Mardersteig moved his press to Verona, Italy, in 1927, partly in order to print a state-funded edition of the complete works of Gabriele D'Annunzio, which was completed in 1936. Mardersteig quickly developed a reputation for very fine typographical work, and for his scholarly approach to book design and production. He printed with a Dingler hand press on hand or mould-made papers or vellum, and often had his books bound in quarter vellum or leather with a decorated paper on the boards, in the tradition of European private presses.

Mardersteig was responsible for designing several typefaces for use at the press – Dante, Griffo and Zeno among them – all based on Humanist types of the early years of European printing; the punches for all three types were cut by Charles Malin. He was also involved with other twentieth-century type revivals, and was instrumental in designing Fontana for Collins Cleartype of Glasgow in the 1930s.

Mardersteig designed his own printer's mark after fifteenth-century models. A few of the approximately twenty versions of the design included the initials of the company and its location ("O B M" or "O B V"), but he seems to have preferred a simpler version without initials, especially for book covers according to Thomas Walker.
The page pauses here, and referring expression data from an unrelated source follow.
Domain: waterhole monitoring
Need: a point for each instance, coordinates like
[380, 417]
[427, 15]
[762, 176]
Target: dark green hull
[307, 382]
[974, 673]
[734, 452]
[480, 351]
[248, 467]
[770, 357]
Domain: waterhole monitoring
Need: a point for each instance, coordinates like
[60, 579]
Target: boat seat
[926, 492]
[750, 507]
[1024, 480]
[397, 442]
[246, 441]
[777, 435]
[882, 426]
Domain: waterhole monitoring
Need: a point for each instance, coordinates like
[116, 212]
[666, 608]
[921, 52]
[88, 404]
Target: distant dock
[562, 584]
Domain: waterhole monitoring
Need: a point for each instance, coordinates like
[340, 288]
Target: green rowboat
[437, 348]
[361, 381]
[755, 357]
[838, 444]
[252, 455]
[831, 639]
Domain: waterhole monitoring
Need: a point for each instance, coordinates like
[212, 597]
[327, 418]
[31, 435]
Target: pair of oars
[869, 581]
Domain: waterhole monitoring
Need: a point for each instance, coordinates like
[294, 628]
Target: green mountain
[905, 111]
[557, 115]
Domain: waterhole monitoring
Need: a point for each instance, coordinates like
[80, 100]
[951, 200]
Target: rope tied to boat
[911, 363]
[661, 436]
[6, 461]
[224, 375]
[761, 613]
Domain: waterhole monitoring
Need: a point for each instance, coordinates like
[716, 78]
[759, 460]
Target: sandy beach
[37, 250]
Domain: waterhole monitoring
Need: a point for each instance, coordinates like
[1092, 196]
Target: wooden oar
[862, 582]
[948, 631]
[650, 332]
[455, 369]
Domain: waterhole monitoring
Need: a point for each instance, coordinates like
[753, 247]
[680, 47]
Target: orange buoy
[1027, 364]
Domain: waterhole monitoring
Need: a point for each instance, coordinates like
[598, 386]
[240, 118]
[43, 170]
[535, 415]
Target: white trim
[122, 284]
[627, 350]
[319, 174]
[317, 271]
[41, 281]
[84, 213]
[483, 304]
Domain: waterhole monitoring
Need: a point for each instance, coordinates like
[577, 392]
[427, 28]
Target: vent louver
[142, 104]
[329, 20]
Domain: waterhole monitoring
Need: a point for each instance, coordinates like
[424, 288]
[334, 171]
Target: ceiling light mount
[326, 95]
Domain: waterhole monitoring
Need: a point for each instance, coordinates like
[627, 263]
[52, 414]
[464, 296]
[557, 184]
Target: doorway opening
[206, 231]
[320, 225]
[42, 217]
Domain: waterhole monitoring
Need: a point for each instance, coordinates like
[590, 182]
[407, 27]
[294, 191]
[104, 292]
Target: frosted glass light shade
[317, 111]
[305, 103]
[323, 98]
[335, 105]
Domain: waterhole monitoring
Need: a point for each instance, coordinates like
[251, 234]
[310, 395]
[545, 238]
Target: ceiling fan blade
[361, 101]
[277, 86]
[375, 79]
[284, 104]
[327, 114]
The Officina Bodoni printed and published some 200 books and pamphlets, including reprints of a number of early treatises on the book arts, notably on letter-forms and calligraphy, as well as literary and bibliographical works of all sorts, often commissioned by other publishers and institutions. Mardersteig printed books for the Limited Editions Club of New York, Duval and Hamilton and Faber and Faber among others. For the last, he printed new editions of T. S. Eliot's poems The Waste Land (1961) and Four Quartets (1960). From 1948, Mardersteig also ran a mechanized press which he named the Stamperia Valdonega. Here he was able to produce books in larger editions, and more quickly, but still applying the same standards of typographical excellence.

Giovanni Mardersteig was the first honoree of the Gutenberg Prize of the International Gutenberg Society and the City of Mainz.

== After Mardersteig's death ==
Following Mardersteig's death in 1977 his son, Martino Mardersteig, took over the running of the Stamperia Valdonega, and still occasionally used the Officina Bodoni imprint for works he printed on his father's hand-presses.

The books of the Officina Bodoni are widely collected, and generally admired by typographers and bibliophiles. There are good collections in many major European and American libraries. The Bodleian Library at Oxford holds a particularly rich collection, based partly on books and ephemera acquired from the typographical scholar John Ryder.